8) Young adult books tends to be focused on the life of a teenager in the here and now. Those that look back nostalgically at teen life tend to be marketed toward adults.

7) While certain types of young adult that get reluctant readers to open a book through racy plots or larger font are great, we can't make the mistake of thinking that all young adult readers are reluctant readers. Some like a challenge.

6) Some young adult writers didn't set out to be young adult writers. They wrote. A guy in a suit called it young adult. Bam. Young adult writer.

5) What is marketed as young adult does not necessarily make it what young adults want to read. Once again, adults made these decisions. More accurately, you can't make conclusions about what's interesting to young adults by studying what is marketed to young adults.

4) In fact, you may not be able to judge what is interesting to young adults to read by looking at what they are reading. They were told they wanted to read that by the big, bad adults in expensive suits that told them they liked it by labeling "young adult."

3) You don't set out to be edgy. The story sometimes requires it, and backing down from telling the story as accurately to your vision as possible is wrong. Writing it that way simply to make a statement that you can be edgy is LAME.

2) Less people are offended by "edgy" content than you would think. In fact, in the northeast where I live, most people really aren't offended by much at all. Or at least not to the degree that can cause protest and bloody battles. The issue is that those select few that do give a shit CAN MAKE A LOT OF NOISE!

1) Reading makes you want to write. I read A LOT this semester. Like a freakin' ton. And fast. So, my memory might be a little bit of a blur on some of it, but it certainly makes you want to get on the computer and write write write. I remember as a kid watching football and baseball on TV and just wanting to pick up a ball and go do it. Same thing. Let's roll!

Well, that's it for the semester. I imagine this blog will take on a little different look now that each weekly entry is not mandated by my own syllabus. I'd like to talk about whatever floats my boat, and I probably will. But I like the name, so that will probably stay. Who knows what lies in the future. (Hopefully a nice publishing contract). See 'ya at the res if you're a WestConn student. If not, I probably won't see ya, which is probably for the best.

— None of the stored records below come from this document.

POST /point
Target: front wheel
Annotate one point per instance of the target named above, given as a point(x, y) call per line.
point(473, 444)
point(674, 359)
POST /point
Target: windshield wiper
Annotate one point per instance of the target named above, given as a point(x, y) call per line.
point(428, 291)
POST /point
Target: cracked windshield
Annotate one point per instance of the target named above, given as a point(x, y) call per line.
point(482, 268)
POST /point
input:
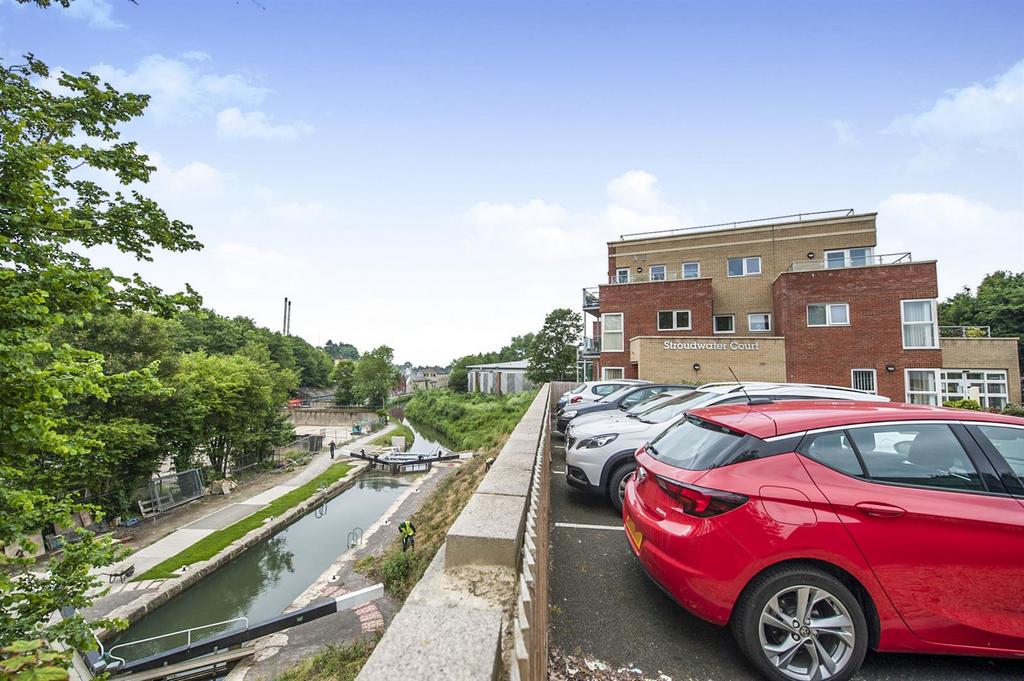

  1. So, I'm reading you all this time, and this blog was an assignment? Like you had to be forced into it? My God, I feel so...dirty.

  2. Not exactly, Doylie. I wanted to make a website with a blog, and so I canceled my special project and asked if I could use this website and blog as my special project. Then when I asked advice on facebook as to what the heck I should make the subject of the blog, Karen Romano Young, my Individual A&P mentor, suggested something like this, which worked for me. THEN, she decided to put it on the syllabus. But I was doing it anyway. But I thought you LIKED feeling dirty anyway.